Overexcitabilityは積極的分離理論の一部として、 ポーランドの心理学者・精神科医であるカジミェシュ・ドンブロフスキ(Kazimierz Dabrowski)が心理学に導入した用語です。ドンブロフスキは過度激動の性質を5つの分野に分類しています。ギフテッドは複数の性質を持つ傾向がありますが、その中でもひとつの性質が特に強く現れるケースが多く見られます。
過度激動(OE)の5つの性質
OEとも呼ばれる過度激動の性質は以下の5つです。
・精神運動性OE
精神運動性OEは身体的多動と、頭の回転が速い、頭が働きすぎて眠れないなどの精神的多動の2つを示します。頭の回転が速い=理解力が高いため、早口で、会話のテンポも速くなります。
話が飛躍したり、考えごとをしながら歩き回ったりし、落ち着きがないという印象を与えることもあります。
・知性OE
一般的にギフテッドの特徴として知られる性質です。好奇心が旺盛で、多くの知識を求めます。探求心が強く、新しい意味を見出したり、物事を色々な側面から見ることを好みます。

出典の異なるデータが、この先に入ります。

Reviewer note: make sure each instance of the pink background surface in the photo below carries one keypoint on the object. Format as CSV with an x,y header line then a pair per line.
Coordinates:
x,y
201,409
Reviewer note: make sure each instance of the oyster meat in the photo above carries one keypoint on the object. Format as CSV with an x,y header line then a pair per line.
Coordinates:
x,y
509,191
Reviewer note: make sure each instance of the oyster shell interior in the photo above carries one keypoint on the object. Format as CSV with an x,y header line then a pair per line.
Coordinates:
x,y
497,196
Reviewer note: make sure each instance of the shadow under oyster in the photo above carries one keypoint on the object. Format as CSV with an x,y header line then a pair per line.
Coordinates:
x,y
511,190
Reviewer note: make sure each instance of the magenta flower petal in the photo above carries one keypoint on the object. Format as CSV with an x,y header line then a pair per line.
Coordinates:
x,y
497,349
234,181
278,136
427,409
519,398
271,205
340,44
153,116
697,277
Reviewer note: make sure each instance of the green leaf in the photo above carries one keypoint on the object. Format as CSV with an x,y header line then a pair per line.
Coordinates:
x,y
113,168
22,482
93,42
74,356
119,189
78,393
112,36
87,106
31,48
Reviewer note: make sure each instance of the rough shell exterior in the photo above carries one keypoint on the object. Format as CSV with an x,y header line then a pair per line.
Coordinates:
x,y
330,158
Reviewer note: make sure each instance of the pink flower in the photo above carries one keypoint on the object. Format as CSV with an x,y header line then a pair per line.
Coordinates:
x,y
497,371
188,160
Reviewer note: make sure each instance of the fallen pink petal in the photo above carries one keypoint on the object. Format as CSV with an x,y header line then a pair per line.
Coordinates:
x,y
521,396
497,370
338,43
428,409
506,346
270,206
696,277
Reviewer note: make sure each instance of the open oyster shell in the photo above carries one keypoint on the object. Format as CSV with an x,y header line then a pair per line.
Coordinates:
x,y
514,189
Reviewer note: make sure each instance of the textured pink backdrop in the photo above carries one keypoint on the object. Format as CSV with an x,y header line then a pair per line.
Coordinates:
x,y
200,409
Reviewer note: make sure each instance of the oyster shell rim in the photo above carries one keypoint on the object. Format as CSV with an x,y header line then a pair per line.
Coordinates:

問題解決が好きで、疑問に持ったことに対し論理的な答えを求め、納得いくまで調べたり、質問したりします。授業中に次々と先生に質問し、授業を中断させてしまったり、難しい質問への答えを求めたりして、先生に扱いづらい生徒と思われてしまうこともあります。
・知覚性OE
5感(視覚、聴覚、触覚、味覚、嗅覚)がとても敏感で、光や音、感触などに感覚器官が受ける刺激に過剰に反応します。
日常的な光をまぶしく感じる、外出しても人や車、音楽などの色々な音が耳に入り疲れてしまう、服のタグや縫い目がチクチクして苦手、食物の食感や匂いに敏感で食べられないものが多いなどの例が挙げられます。
感性が鋭いことは優れた美的感覚にも通じます。幼少期から美しい文書や音楽、美術品、自然などに感動し、感謝の気持ちが芽生えます。
・想像性OE
想像力が豊かで、詩的表現を好みます。枠にとらわれず自由な発想ができ、独創的なアイデアを生み出します。白昼夢を楽しみ、空想の世界に入り込んで、授業に集中できず注意散漫と捉えられてしまうこともあります。
ワクワクすることを想像すると落ち着きがなくなったり、見た夢にいつまでもこだわったりする子どももいます。
・感情性OE
喜怒哀楽が激しく、全ての感情の幅が広い傾向があります。周りが驚くほど、激しく喜んだり、怒ったりすることも。共感力が高く、感情移入も深いため、悲しい曲や物語で強い悲しみや辛さを感じてしまいます。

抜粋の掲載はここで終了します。